Friday, November 15, 2013

Five major fails in online education

I'm into my third semester of online education. One benefit of some duration in this form of instruction is that I am gaining hindsight.

Based on my personal experience and what I am observing in other parts of the online universe, I have created "five major fails" for online education. Engage any one of these actions and odds are good that you'll crash your course and spike the dropout rate:

1) Be inconsistent. I have suffered through some of this personally, when I experimented with various lecture capture software during a course. On one occasion it might be SlideRocket, on another Snagit, and then finally Panopto once our university attained a license. Change ups during a course lessen the student experience. The framing of the information, and steps to access, may be different. Don't do it.

2) Be slow to respond. When you commit to being an online instructor, your moving into a 24/7 access world. Most of my students run on a different productivity clock that I do; I'm an early to bed, early to rise individual. They aren't. I make a points of checking last thing at night and first thing in the morning, and at all points in between. I stay connected with students to assure their progress in the course is not impeded based on my response time.
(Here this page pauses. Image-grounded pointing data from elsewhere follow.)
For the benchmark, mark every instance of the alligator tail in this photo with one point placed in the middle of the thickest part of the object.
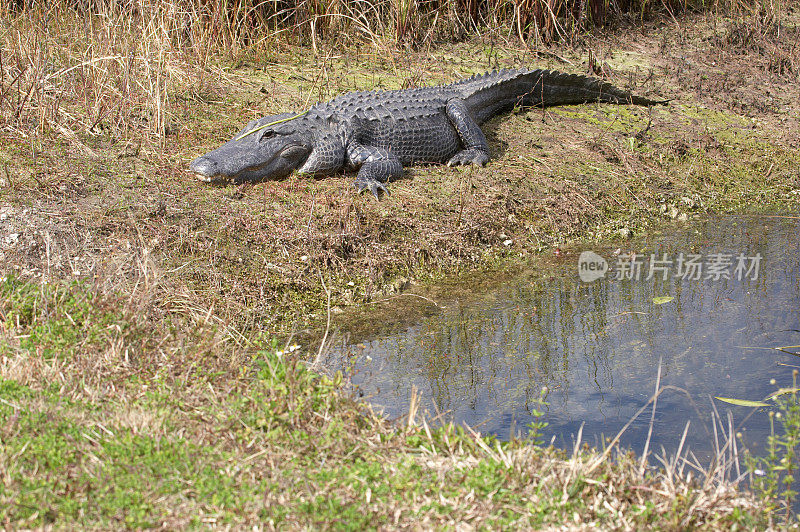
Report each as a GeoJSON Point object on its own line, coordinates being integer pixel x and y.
{"type": "Point", "coordinates": [556, 88]}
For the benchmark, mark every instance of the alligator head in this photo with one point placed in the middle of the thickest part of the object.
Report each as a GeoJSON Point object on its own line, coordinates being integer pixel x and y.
{"type": "Point", "coordinates": [257, 153]}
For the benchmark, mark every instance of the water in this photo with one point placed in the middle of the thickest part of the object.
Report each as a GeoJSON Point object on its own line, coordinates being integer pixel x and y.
{"type": "Point", "coordinates": [595, 348]}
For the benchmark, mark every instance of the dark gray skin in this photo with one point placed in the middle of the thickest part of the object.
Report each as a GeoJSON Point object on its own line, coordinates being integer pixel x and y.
{"type": "Point", "coordinates": [377, 133]}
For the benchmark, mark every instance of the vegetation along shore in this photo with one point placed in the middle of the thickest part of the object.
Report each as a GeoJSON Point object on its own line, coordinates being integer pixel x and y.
{"type": "Point", "coordinates": [149, 368]}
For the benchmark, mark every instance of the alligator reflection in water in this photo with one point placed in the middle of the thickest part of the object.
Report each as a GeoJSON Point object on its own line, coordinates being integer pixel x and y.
{"type": "Point", "coordinates": [596, 346]}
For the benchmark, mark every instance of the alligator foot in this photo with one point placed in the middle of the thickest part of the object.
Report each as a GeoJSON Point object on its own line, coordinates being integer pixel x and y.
{"type": "Point", "coordinates": [373, 185]}
{"type": "Point", "coordinates": [469, 156]}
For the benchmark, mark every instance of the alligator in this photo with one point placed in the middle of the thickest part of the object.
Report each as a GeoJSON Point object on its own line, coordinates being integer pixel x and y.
{"type": "Point", "coordinates": [379, 132]}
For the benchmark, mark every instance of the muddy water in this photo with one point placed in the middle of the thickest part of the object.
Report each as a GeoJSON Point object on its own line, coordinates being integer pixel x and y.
{"type": "Point", "coordinates": [593, 349]}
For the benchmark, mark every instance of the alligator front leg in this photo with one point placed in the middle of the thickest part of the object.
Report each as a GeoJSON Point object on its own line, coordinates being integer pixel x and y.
{"type": "Point", "coordinates": [476, 149]}
{"type": "Point", "coordinates": [377, 167]}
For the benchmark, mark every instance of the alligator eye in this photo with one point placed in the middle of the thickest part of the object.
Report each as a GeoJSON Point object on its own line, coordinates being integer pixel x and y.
{"type": "Point", "coordinates": [293, 151]}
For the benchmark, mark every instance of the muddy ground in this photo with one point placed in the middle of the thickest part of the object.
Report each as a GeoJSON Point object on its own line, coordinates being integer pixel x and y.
{"type": "Point", "coordinates": [126, 214]}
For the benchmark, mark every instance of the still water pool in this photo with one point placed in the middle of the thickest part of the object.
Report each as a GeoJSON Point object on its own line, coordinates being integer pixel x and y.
{"type": "Point", "coordinates": [593, 349]}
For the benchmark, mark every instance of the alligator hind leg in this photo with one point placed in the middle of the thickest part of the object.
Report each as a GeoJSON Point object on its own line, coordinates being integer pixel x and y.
{"type": "Point", "coordinates": [476, 149]}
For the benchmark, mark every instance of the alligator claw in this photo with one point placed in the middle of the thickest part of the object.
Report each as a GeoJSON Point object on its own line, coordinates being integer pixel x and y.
{"type": "Point", "coordinates": [374, 186]}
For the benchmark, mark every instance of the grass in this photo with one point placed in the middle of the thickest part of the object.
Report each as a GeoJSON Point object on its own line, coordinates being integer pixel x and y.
{"type": "Point", "coordinates": [280, 444]}
{"type": "Point", "coordinates": [138, 309]}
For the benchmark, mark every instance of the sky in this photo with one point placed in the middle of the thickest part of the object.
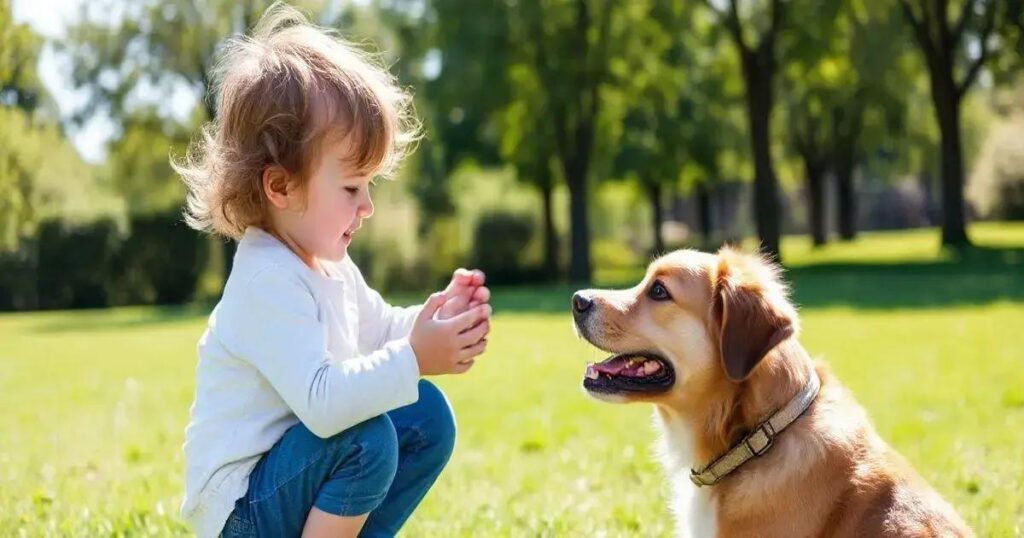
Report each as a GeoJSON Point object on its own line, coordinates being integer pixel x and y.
{"type": "Point", "coordinates": [50, 18]}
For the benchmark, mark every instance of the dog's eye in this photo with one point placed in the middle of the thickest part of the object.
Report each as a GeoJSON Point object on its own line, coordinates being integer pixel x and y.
{"type": "Point", "coordinates": [658, 292]}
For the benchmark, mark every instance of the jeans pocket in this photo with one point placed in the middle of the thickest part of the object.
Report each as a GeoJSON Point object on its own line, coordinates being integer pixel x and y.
{"type": "Point", "coordinates": [238, 526]}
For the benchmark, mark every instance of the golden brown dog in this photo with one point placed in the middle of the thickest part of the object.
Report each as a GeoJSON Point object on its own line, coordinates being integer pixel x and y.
{"type": "Point", "coordinates": [711, 340]}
3) Underestimate the need for Internet and computer technology. Yes, I realize we're living in an always on, wired world. But please don't make assumptions when you roll out your online courses. Many of my students are adults and are returning to academics after a long hiatus. Some aren't computer savvy. One woman ran into the wrong sales rep at an electronics retailer and was convinced to buy a tablet computer instead of a laptop. She had consistent setbacks until she eventually dropped from our program. Specifically promote the need for a "modern" (you define it) desktop or laptop computer and high-speed Internet access.

4) Deviate from the syllabus. My stereotypical online student is an adult, has a full time job, has children and it trying to manage four courses a semester. A big success factor in the retention game is consistency and delivering the product you presented. I work in well defined weekly blocks which are provided at the start of the semester. The week's readings, assignments and forums are all contained in the block. My courses always rotated on the same time cycle, with assignments due every Tuesday prior to 9 am. If you want to contribute to chaos in your students' lives, consider changing course content and deliverables on a random basis; you'll form a disconnect and reduce trust almost immediately.

5) Remain aloof and arrogant. I am cautious about my professorial role as an online instructor. As one who returned to earn a MBA, then PhD quite late in life, I am aware of the fear that can accompany returning to the academics. It's no different today. One student confided she has a 30-year dream of earning a university degree; I must do everything in my power to help her climb that mountain. There is a fragile nature to creating a rigorous class experience, yet to coach and encourage in a gentle fashion. To that end, I strive to come up alongside students, rather than instruct down/at them.